Huber Steven C, Hardin Shane C
United States Department of Agriculture-Agricultural Research Service, Photosynthesis Research Unit and Department of Plant Biology, University of Illinois, Urbana, Illinois 61801, USA.
Curr Opin Plant Biol. 2004 Jun;7(3):318-22. doi: 10.1016/j.pbi.2004.03.002.

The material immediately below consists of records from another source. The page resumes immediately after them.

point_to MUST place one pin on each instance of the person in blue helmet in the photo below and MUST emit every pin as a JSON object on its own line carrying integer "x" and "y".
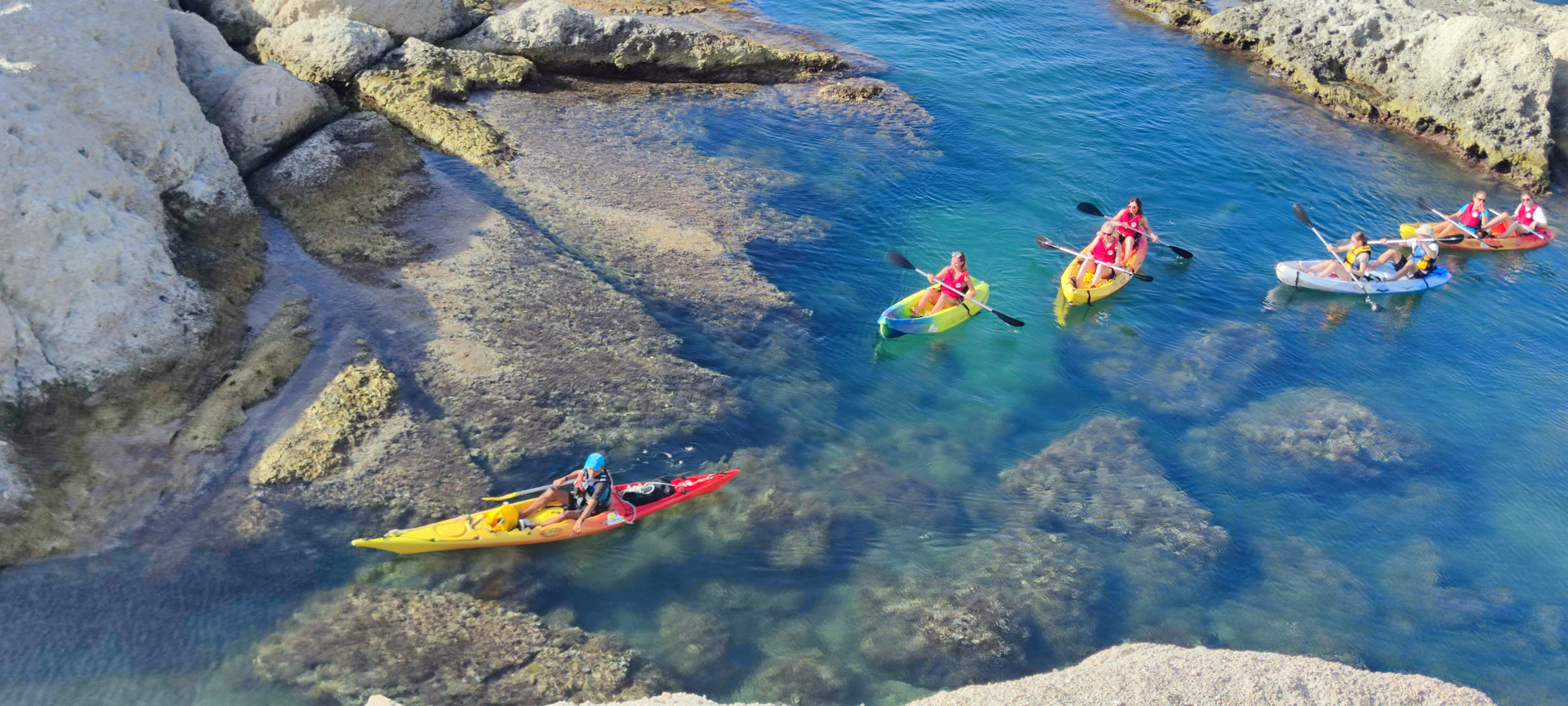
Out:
{"x": 587, "y": 493}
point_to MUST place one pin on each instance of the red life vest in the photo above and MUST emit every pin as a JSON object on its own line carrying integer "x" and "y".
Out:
{"x": 1128, "y": 223}
{"x": 1471, "y": 217}
{"x": 957, "y": 279}
{"x": 1526, "y": 217}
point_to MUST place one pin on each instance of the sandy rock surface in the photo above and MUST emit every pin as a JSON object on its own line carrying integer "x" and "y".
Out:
{"x": 259, "y": 109}
{"x": 328, "y": 49}
{"x": 1160, "y": 675}
{"x": 431, "y": 646}
{"x": 1477, "y": 78}
{"x": 562, "y": 38}
{"x": 93, "y": 182}
{"x": 341, "y": 189}
{"x": 416, "y": 82}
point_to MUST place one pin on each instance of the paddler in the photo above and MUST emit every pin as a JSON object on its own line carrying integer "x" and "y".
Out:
{"x": 1472, "y": 216}
{"x": 1528, "y": 217}
{"x": 1129, "y": 220}
{"x": 588, "y": 491}
{"x": 956, "y": 278}
{"x": 1104, "y": 248}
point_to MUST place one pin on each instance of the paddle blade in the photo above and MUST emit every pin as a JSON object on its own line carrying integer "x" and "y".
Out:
{"x": 1090, "y": 209}
{"x": 1300, "y": 216}
{"x": 1007, "y": 319}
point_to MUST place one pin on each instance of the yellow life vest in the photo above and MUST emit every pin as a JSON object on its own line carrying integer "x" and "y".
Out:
{"x": 1351, "y": 257}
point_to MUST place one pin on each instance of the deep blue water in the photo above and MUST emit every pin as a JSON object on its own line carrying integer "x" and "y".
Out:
{"x": 1037, "y": 107}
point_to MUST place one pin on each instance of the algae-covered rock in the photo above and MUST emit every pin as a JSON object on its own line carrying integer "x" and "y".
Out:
{"x": 341, "y": 187}
{"x": 328, "y": 49}
{"x": 270, "y": 360}
{"x": 1206, "y": 369}
{"x": 412, "y": 82}
{"x": 444, "y": 648}
{"x": 1463, "y": 73}
{"x": 567, "y": 39}
{"x": 1307, "y": 603}
{"x": 342, "y": 416}
{"x": 1099, "y": 477}
{"x": 1298, "y": 433}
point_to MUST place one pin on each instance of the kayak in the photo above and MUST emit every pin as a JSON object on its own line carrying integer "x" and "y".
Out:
{"x": 896, "y": 320}
{"x": 1078, "y": 295}
{"x": 1295, "y": 275}
{"x": 470, "y": 530}
{"x": 1517, "y": 242}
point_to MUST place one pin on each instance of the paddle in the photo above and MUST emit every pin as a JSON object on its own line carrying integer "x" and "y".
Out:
{"x": 903, "y": 262}
{"x": 1046, "y": 244}
{"x": 1300, "y": 216}
{"x": 1424, "y": 204}
{"x": 1092, "y": 209}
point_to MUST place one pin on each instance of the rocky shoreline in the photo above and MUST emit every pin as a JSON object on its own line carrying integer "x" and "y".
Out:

The metabolic plasticity displayed by plants during normal development, and in response to environmental fluctuations and stressors, is essential for their growth and survival. The capacity to regulate metabolic enzymes intricately arises in part from posttranslational modifications that can affect enzymatic activity, intracellular localization, protein-protein interactions, and stability. Protein phosphorylation and thiol/disulfide redox modulation are important modifications in plants, and it is likely that O-glycosylation and S-nitrosylation will also emerge as important mechanisms. Recent advances in the field of proteomics, in particular the development of novel and specific chemistries for the detection of a diverse number of modifications, are rapidly expanding our awareness of possible modifications and our understanding of the enzymes whose functions are likely to be regulated posttranslationally.
植物在正常发育过程中以及对环境波动和应激源做出反应时所表现出的代谢可塑性,对其生长和存活至关重要。精细调节代谢酶的能力部分源于可影响酶活性、细胞内定位、蛋白质-蛋白质相互作用和稳定性的翻译后修饰。蛋白质磷酸化和硫醇/二硫键氧化还原调节是植物中的重要修饰,并且O-糖基化和S-亚硝基化也可能成为重要机制。蛋白质组学领域的最新进展,特别是用于检测多种修饰的新型特异性化学方法的开发,正在迅速扩展我们对可能修饰的认识以及对其功能可能在翻译后受到调节的酶的理解。